Henri turned his head sharply to remove Edgar’s hand. ‘Can you get me a drink?’

‘All the vices are coming out tonight,’ he said in the smiling voice Henri couldn’t stand. Edgar walked to the kitchen and Henri sat up, flattening his hair down, stroking it firmly into its usual parting. He stared at the coffee table in front of him, covered in books and used cups and glasses. He picked up the book at the top of the pile: Literary Impressionism in Conrad and Ford . He flicked through the pages, but could no longer make much sense of the bald, un-accented striations of English on each page. Nor could he remember what Conrad had written, whether he was English or American. His knowledge had receded like Edgar’s hairline, eroded under the great seasonal tide of the farming year.

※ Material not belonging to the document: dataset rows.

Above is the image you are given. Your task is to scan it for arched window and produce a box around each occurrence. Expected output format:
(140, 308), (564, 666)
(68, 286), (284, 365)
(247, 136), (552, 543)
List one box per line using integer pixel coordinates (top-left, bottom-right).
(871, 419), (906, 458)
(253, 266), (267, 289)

But it was books that had first got them talking, ten or eleven or twelve years ago now, at drinks after a christening ceremony in the village. It was shortly after Edgar had moved there, and for the first hour or so Henri avoided this stranger everyone referred to as an ‘eccentric’. ‘Pretentious ass,’ he whispered to Brigitte when they were first introduced. But then over drinks they began talking, Edgar telling him offhand, as if Henri wouldn’t know the first thing about it, that he was attempting a biography of Molière. He had been visibly surprised when Henri reeled off lines of Le Malade imaginaire . They went on to discuss Racine, who’d been Henri’s favourite at school, and it was enlivening to summon his past knowledge, talk to someone who shared it, let their talk meander down unpractised routes. With everyone else, each conversation was simply a replay of the last.